Interpret John 1:1 by John 1:1.
The Greek language has the definite article which has approximately thirty variations, is translated into English as “the”, and points to an identifiable personality, someone we have prior knowledge of. But the Greek language has no indefinite article corresponding to the English “a”, or “an”. Often the Grammarians add the English indefinite articles “a” or “an” to give the proper sense of the passage, therefore pointing to an unidentifiable person, someone we do not have prior knowledge of. But this does not mean that every time a noun lacking the definite article occurs in the Greek text it should have an indefinite article in the translation. Depending on the context of the verse, chapter, book, and the main idea that the writer, translators render nouns lacking the definite article, either indefinite, definite, or none.
The gospel of John is intended to be read based on the thesis which is the first 18 verses, which is anchored on the first verse. If one believes that in the first verse, Jesus is God, then one reads the gospel from that point of view, but if one believes Jesus is a created being based on the first verse, then one will read the rest of the gospel based on that point of view. Therefore the deity of Jesus in John 1:1 should be determined by John 1:1
Dissect vs 1 into a logical argument [premise 1] In the beginning was the Word, [premise 2] and the Word was with God, [conclusion] and the Word was God [or a god.] Therefore premise 1and or 2 should support either “God” or “a god”.
In the beginning was (ἐν ἀρχ͂ῃ ἦν)[en- ar•khay eimi].

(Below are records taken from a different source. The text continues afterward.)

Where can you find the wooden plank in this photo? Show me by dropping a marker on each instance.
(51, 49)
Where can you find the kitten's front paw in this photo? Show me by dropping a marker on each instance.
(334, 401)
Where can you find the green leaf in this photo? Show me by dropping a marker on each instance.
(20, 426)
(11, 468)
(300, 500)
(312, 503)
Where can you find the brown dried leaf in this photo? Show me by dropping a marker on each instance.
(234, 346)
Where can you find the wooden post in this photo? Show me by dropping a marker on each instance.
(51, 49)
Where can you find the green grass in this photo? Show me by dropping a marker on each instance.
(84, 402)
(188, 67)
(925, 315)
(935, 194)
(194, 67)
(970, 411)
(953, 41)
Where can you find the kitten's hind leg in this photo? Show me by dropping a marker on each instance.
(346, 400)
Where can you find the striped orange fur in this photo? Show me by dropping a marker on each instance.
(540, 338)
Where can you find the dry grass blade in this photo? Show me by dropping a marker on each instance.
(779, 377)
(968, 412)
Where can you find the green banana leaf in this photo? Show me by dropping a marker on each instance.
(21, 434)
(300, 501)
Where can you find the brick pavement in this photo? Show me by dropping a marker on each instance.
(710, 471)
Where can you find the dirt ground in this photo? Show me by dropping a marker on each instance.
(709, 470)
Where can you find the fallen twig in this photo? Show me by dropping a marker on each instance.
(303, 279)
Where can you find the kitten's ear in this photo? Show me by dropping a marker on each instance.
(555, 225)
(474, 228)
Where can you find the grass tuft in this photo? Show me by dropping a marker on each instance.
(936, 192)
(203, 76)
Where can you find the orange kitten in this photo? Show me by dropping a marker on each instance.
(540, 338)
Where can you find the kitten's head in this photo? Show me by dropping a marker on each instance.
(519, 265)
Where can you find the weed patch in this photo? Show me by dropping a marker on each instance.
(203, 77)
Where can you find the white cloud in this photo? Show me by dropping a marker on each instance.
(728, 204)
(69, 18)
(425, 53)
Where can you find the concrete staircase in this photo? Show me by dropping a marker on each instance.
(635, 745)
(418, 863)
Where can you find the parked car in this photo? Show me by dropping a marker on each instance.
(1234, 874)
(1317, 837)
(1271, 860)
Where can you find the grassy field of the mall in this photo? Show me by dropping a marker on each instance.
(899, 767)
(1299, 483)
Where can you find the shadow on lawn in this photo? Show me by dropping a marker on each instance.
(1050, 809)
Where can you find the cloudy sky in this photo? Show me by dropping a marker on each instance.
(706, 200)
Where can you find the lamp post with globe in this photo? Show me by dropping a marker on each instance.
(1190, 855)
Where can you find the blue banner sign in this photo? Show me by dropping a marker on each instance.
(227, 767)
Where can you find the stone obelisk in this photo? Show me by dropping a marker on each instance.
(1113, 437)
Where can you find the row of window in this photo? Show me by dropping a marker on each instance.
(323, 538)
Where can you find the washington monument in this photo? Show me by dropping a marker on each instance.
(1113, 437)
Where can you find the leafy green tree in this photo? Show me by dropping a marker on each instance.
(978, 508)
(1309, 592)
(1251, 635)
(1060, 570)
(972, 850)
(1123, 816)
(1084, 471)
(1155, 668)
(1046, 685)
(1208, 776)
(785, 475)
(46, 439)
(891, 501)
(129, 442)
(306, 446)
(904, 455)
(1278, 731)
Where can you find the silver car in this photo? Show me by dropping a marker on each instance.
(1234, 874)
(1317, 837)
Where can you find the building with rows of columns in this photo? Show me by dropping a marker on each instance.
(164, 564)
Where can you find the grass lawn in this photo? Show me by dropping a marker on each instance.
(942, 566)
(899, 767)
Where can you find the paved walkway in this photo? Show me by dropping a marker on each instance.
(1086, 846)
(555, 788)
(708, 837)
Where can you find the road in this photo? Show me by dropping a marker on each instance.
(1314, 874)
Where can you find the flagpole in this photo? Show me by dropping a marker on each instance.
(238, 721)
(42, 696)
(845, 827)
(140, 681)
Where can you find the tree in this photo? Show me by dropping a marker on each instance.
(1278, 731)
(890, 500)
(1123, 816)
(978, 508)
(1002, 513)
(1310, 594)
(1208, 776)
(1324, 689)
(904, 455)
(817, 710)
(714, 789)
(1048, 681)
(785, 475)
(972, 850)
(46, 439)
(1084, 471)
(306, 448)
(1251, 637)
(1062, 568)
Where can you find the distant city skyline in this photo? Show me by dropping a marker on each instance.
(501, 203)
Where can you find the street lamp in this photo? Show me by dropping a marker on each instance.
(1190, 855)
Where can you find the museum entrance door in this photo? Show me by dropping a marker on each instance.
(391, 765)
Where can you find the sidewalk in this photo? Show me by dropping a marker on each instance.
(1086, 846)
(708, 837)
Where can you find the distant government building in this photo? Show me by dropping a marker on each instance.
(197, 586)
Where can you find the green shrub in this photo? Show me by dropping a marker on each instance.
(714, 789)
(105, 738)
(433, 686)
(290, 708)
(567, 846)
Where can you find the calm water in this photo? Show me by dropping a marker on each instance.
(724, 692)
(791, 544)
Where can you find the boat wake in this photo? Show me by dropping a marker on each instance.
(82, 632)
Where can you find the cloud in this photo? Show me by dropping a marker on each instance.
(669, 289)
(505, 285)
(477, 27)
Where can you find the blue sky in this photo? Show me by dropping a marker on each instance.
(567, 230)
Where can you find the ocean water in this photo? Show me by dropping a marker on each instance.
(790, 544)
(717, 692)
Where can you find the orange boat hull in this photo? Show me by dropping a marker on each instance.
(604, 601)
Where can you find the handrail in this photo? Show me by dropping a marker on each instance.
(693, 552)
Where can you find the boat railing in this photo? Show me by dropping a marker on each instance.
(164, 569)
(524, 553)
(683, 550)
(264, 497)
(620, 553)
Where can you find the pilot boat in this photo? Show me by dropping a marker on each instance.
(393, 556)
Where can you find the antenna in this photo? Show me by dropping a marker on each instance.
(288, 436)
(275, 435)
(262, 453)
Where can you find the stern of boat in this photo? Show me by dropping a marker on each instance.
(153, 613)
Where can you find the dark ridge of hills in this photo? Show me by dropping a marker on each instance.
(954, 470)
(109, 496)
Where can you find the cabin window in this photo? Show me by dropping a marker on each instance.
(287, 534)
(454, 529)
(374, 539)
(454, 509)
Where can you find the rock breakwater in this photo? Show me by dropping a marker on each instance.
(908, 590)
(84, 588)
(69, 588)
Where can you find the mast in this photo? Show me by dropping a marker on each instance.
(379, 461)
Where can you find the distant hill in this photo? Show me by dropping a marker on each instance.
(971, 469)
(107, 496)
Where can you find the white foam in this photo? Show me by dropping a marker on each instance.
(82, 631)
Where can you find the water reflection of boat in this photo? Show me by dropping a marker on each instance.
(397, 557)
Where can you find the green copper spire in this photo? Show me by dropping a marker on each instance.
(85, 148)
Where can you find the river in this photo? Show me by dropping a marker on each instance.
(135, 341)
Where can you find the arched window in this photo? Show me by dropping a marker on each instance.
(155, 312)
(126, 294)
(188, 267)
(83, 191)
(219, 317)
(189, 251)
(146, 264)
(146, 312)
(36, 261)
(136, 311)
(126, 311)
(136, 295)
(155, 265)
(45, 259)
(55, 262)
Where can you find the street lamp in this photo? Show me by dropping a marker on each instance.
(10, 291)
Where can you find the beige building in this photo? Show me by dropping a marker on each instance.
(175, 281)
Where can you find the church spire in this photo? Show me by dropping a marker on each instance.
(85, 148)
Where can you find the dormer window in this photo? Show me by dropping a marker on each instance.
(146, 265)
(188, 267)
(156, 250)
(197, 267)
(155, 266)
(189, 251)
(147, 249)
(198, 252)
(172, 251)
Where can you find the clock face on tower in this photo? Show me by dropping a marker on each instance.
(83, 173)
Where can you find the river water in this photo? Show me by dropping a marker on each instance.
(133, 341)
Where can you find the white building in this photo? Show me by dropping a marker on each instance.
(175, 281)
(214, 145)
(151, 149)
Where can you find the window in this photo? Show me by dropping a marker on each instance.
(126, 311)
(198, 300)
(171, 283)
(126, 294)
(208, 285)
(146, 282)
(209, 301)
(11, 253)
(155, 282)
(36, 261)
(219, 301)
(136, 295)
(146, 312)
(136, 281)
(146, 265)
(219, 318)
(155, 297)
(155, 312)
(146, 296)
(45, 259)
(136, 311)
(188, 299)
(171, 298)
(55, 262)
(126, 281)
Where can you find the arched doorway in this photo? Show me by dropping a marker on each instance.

If we are able to draw an imaginary line, on a razors edge, where one side there exist only God and the eternal, and the other exists the created and the temporal, this razors edge is what John is opening to. John does not open referring to the beginning of Genesis but prior to it, in fact prior to time itself. Note this imaginary line relates to the eternal and the temporal, and not to the Genesis account of creation, because creation is not mentioned until vs. 3. Notice where John places the Logos in reference to the beginning; if the Logos is a created being then the Logos would be included in the ‘beginning’ or after. Using [ἦν eimi] “was”, which denotes absolute existence instead of [ἐγένετο, egeneto] “came into being”, or “began to be”, which is used in vs. 3, John is placing the Logos prior to the beginning. John is saying that the Logos absolutely existed prior to the beginning, and the only One who existed prior to the beginning is God in the eternal. Therefore the only logical conclusion for John 1:1 is “the Word was God” not “was a god”.
Any rebuttal should be able to support its position by using John 1:1 only.